Recently, various methodologies for the synthesis of chalcogenoaldehydes have been reported in the light of their structural interests, their potentialities as new reactive intermediates for the organic reactions, and the increasing interests in the biological activities for some organoselenium compounds. However, most methods required multi-step processes to prepare the suitable precursors for chalcogenoaldehydes. In the course of our studies on the novel generation of highly-reactive species related to higher-row chalcogenocarbonyl compounds, we found a convenient preparation of stable diseleno- and ditelluroacetals derivatives using the reaction of N,N-dimethylchalcogenocarbamate ions with gem-dihaloalkanes. Then I carried out the further reaction of unsymmetrical C-Se or C-Te bond cleavage of this symmetrical diseleno- or ditelluroacetals to generate selenoaldehydes or telluroaldehydes.

　Bis(N,N-dimethylcarbamoylchalcogeno)methanes 3 were efficiently prepared through a stepwise treatment of diselenide or ditelluride 1 with hydride NaH or NaBH₄, then a gem-dihaloalkane 2 under an Ar atmosphere.

　When bis(N,N-dimethylcarbamoylseleno)methanes 3(X=Se) were treated with SnCl₄ at R.T. under an Ar atmosphere, β-1,3,5-triselenanes 5 (X=Se), the trimers of selenoaldehyde 4 (X=Se), were obtained as the main product. With the trapping experiments by using allyltrimethylsilane or 2,3-dimethyl-1,3-butadiene, the successful separation of corresponding allylation products 6 (X=Se) or cycloadducts 7 (X=Se) just suggested that the conversion of bis(N,N-dimethylcarbamoylseleno)methanes 3 into selenoaldehydes 4 involving the formation of acylselonium ion A through weak coordinating interaction of SnCl₄ with 3 at low temperature and the subsequent removal of N,N-dimethylcarbamoyl cation B from A. β-1,3,5-Triselenanes 5 were assumed to be afforded through elimination of stable N,N-dimethylcarbamoyl cation B from A and the subsequent trimerization of the resulting selenoaldehydes 4 in the final stage.

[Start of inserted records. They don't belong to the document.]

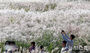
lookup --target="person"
[39,45,44,53]
[29,42,35,53]
[61,40,68,53]
[61,30,75,53]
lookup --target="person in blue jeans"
[29,42,35,53]
[61,40,68,53]
[61,30,75,53]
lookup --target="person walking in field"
[61,41,68,53]
[61,30,75,53]
[29,42,35,53]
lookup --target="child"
[61,41,68,53]
[61,30,75,53]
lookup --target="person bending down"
[61,30,75,53]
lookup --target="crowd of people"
[5,30,75,53]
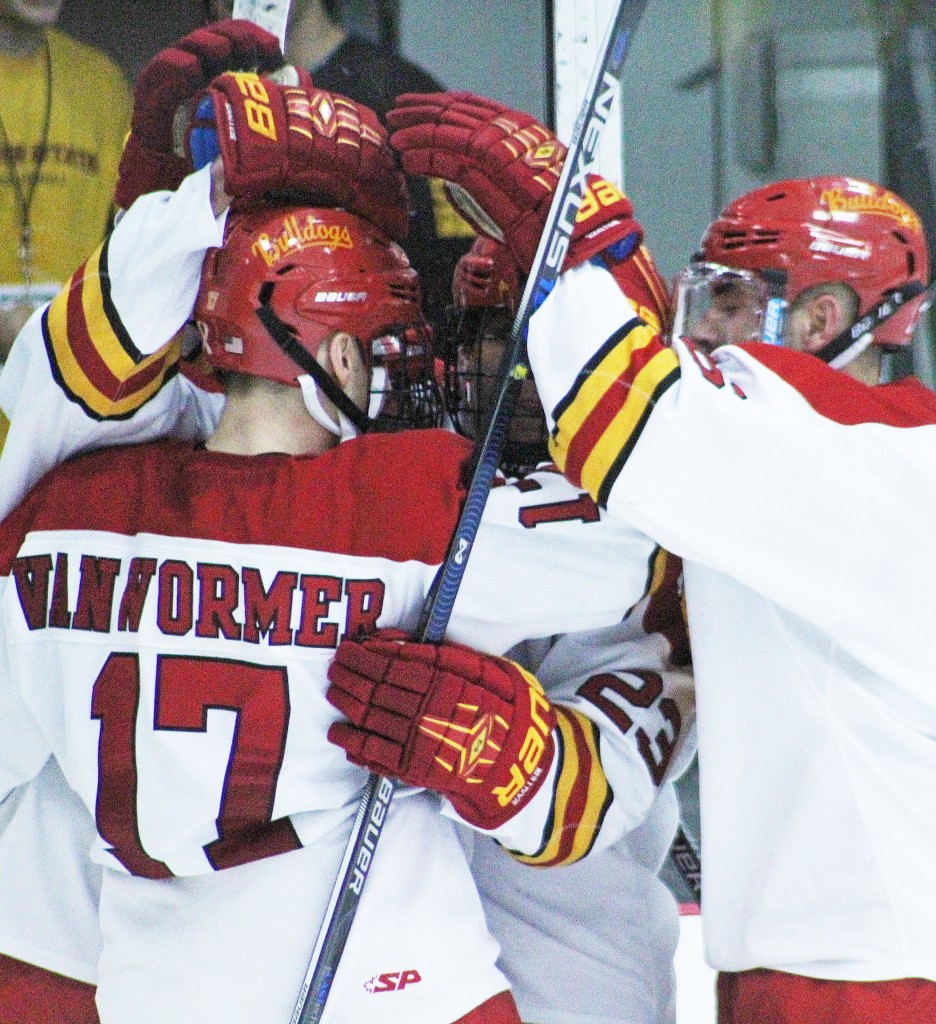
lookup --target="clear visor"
[673,263,785,352]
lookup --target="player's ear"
[803,292,849,352]
[328,331,364,389]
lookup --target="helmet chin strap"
[257,296,372,440]
[297,374,360,441]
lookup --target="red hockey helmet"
[195,206,441,428]
[443,237,549,474]
[701,175,929,346]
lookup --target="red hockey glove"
[387,92,565,272]
[563,174,643,272]
[198,73,410,241]
[114,20,283,209]
[387,92,643,273]
[327,630,556,829]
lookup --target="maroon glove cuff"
[327,633,556,829]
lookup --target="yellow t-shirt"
[0,29,132,304]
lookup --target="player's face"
[0,0,62,27]
[691,285,763,352]
[674,263,778,352]
[458,309,545,445]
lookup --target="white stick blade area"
[231,0,290,53]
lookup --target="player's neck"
[205,382,338,455]
[286,3,348,69]
[0,14,45,57]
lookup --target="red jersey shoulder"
[4,430,470,563]
[738,344,936,427]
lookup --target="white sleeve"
[0,168,224,516]
[529,264,936,716]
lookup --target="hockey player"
[438,232,694,1024]
[0,59,700,1022]
[0,22,421,1024]
[370,90,936,1024]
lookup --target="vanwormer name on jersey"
[11,552,385,647]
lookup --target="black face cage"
[370,325,444,433]
[440,307,549,476]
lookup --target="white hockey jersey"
[0,165,692,1020]
[529,251,936,980]
[0,163,224,982]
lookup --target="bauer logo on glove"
[327,631,556,829]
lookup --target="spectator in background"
[209,0,474,325]
[0,0,130,360]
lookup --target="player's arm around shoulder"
[0,168,223,513]
[0,505,51,798]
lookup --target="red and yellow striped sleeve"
[503,706,613,867]
[42,236,181,420]
[550,317,679,506]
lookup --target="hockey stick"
[291,0,646,1024]
[230,0,290,53]
[670,825,701,904]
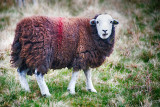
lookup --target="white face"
[90,14,118,39]
[95,14,113,39]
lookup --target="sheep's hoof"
[67,89,75,95]
[87,89,97,93]
[42,93,51,97]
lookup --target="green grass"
[0,0,160,107]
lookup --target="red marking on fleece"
[57,17,63,48]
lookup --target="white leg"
[35,69,51,97]
[67,71,78,94]
[84,70,97,93]
[18,69,30,91]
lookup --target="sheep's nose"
[102,30,107,33]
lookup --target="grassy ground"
[0,0,160,107]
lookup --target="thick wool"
[11,16,115,75]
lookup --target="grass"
[0,0,160,107]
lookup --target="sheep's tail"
[10,25,22,67]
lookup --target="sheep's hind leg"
[84,70,97,93]
[35,69,51,97]
[17,68,30,92]
[67,71,78,95]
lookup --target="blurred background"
[0,0,160,107]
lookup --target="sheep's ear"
[90,19,96,25]
[113,19,119,25]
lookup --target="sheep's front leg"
[67,71,78,94]
[84,70,97,93]
[35,70,51,97]
[17,68,30,91]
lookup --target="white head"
[90,14,118,39]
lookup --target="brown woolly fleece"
[11,16,114,75]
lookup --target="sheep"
[11,14,119,97]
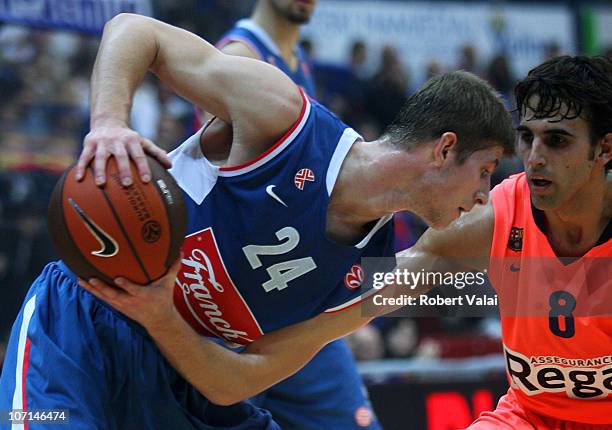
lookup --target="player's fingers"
[166,255,183,281]
[127,139,151,182]
[94,145,110,186]
[89,278,127,305]
[114,278,141,297]
[142,138,172,169]
[114,143,132,187]
[76,143,94,181]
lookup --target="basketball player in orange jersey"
[82,56,612,430]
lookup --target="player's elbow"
[206,387,251,406]
[104,13,150,35]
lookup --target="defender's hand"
[76,125,172,187]
[78,258,181,333]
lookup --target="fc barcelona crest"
[508,227,523,252]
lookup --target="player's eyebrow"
[515,125,576,137]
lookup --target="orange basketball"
[48,157,187,285]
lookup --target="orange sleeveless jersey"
[489,173,612,424]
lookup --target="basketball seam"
[50,169,110,282]
[95,167,152,284]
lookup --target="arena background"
[0,0,612,430]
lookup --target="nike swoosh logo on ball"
[266,185,287,207]
[68,198,119,258]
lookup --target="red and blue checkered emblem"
[293,169,314,190]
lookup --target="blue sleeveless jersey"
[170,91,393,344]
[217,19,315,97]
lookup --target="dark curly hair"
[384,71,515,163]
[514,55,612,169]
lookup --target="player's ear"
[595,133,612,166]
[433,131,457,167]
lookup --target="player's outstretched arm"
[77,14,302,184]
[80,204,493,405]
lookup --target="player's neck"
[251,8,300,67]
[544,173,612,257]
[328,138,419,227]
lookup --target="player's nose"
[525,139,546,167]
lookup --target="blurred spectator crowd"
[0,0,608,368]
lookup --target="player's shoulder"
[491,172,529,212]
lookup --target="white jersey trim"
[11,295,36,430]
[323,289,378,314]
[355,215,393,249]
[215,91,311,177]
[325,128,362,196]
[168,126,219,205]
[236,18,281,57]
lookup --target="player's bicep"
[149,20,302,140]
[219,40,260,60]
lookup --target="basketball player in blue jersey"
[0,14,513,429]
[196,0,379,430]
[196,0,317,129]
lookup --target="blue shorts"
[0,262,279,430]
[253,340,380,430]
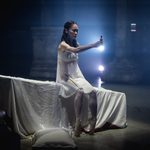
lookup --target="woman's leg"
[89,91,97,134]
[74,89,83,137]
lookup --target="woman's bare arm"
[59,41,100,53]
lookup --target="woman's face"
[69,24,79,39]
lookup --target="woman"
[56,21,100,136]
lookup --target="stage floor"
[21,83,150,150]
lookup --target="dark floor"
[21,84,150,150]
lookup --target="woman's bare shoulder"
[59,41,70,51]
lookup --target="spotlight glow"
[98,65,105,72]
[98,45,105,52]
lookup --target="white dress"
[56,44,95,94]
[56,42,126,130]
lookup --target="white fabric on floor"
[0,75,126,138]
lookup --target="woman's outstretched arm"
[59,41,101,53]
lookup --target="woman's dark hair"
[61,20,78,47]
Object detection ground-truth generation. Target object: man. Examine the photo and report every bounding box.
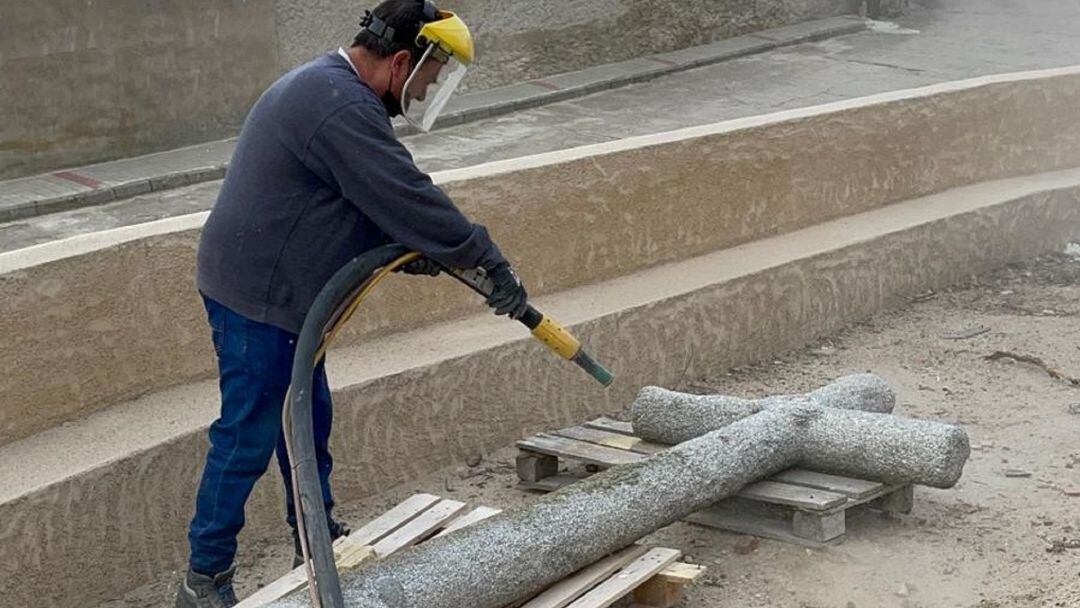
[176,0,527,608]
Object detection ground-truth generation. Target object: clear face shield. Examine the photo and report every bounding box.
[402,42,467,133]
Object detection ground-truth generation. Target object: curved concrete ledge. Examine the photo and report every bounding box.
[0,170,1080,607]
[0,68,1080,444]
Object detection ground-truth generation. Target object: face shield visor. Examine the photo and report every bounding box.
[401,42,468,133]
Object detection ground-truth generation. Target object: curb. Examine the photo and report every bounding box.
[0,16,866,222]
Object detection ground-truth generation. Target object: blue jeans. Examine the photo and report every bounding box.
[188,296,334,575]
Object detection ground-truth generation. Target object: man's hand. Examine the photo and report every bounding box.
[487,264,529,320]
[395,257,442,276]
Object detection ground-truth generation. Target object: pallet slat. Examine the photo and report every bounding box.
[657,562,705,585]
[521,544,648,608]
[374,500,465,558]
[517,434,648,467]
[518,473,848,511]
[435,506,502,537]
[584,417,634,436]
[346,494,442,544]
[738,482,848,511]
[770,469,885,500]
[683,502,843,548]
[568,549,683,608]
[555,427,667,456]
[517,473,584,492]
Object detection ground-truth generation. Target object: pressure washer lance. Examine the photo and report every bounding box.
[440,265,615,387]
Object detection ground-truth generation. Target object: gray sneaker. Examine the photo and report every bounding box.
[176,566,237,608]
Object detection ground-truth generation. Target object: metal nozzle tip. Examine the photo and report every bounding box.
[571,349,615,387]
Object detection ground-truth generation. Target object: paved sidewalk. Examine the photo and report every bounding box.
[0,0,1080,251]
[0,17,866,221]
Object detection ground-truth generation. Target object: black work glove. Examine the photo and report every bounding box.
[487,262,529,320]
[394,257,442,276]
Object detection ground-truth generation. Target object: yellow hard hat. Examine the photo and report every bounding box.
[416,11,475,66]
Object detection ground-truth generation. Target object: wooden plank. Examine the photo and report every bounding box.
[792,510,847,542]
[737,482,848,511]
[375,500,465,558]
[555,427,667,456]
[514,451,558,482]
[656,562,705,585]
[517,473,584,491]
[346,494,442,545]
[521,544,648,608]
[334,544,377,572]
[235,537,375,608]
[568,549,683,608]
[435,506,502,537]
[769,469,885,500]
[517,433,648,467]
[235,566,308,608]
[584,417,634,435]
[631,577,683,608]
[869,485,915,514]
[683,502,843,548]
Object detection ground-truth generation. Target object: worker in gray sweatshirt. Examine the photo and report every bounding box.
[176,0,527,608]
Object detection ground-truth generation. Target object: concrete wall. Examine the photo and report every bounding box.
[0,172,1080,608]
[0,0,847,179]
[278,0,848,89]
[0,0,280,179]
[0,69,1080,445]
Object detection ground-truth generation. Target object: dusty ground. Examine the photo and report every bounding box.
[103,256,1080,608]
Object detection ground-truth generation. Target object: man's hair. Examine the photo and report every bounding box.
[352,0,438,60]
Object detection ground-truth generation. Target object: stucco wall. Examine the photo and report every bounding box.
[0,0,280,179]
[0,179,1080,608]
[0,0,847,179]
[0,69,1080,444]
[278,0,848,89]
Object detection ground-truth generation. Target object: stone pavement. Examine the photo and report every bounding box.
[0,0,1080,251]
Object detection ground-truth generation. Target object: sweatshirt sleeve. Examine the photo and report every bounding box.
[305,102,505,269]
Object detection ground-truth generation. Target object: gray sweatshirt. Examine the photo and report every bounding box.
[198,54,505,333]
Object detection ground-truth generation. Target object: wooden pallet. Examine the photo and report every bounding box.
[517,418,915,546]
[237,494,705,608]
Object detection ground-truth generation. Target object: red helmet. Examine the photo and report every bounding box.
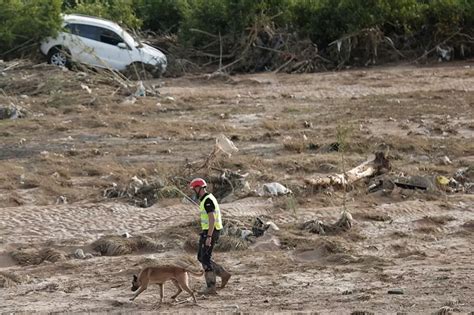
[189,178,207,189]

　Treatment of bis(N,N-dimethylcarbamoyltelluro)methanes 3 (X=Te) with SnCl₄ also afforded the 1,3,5-tritelluranes 5 (X=Te), the trimers of telluroaldehyde 4 (X=Te). ¹H NMR monitoring experiment of bis(N,N-dimethylcarbamoyl telluro)phenylmethane with SnCl₄ in CDCl₃ at 25 ℃ just gave the information that 2,4,6-triphenyl-1,3,5-tritellurane was formed as the main product along with the formation of benzaldehyde 8a (X=Te, R=C₆H₅) and ditelluride 1 (X=Te). With the standing time, the increasing of benzaldehyde 8a and the decreasing of 1,3,5-tritellurane 5 suggested a transformation from tellurobenzaldehyde 4a (X=Te, R=C₆H₅) to benzaldehyde 8a. Trapping experiments were carried out by using allyltrimethylsilane or 2,3-dimethyl-1,3-butadiene to afford the corresponding allylation products or [4+2] cycloadducts.

　All these results are shown in Scheme 1.

Scheme 1

　In conclusion, selenoaldehydes were successfully generated by the reaction of bis(N,N-dimethylcarbamoylseleno)methanes with SnCl₄ through a stepwise fragmentation pathway involving the formation of acylselonium ion. And telluroaldheydes were also generated by the similar reaction of bis(N,N-dimethylcarbamoyltelluro)methanes with SnCl₄. Further research work on the seperation and isolation of 1,3,5-tritellurane, cycloadducts 6 (X=Te) and allylation products 7 (X=Te) are under way.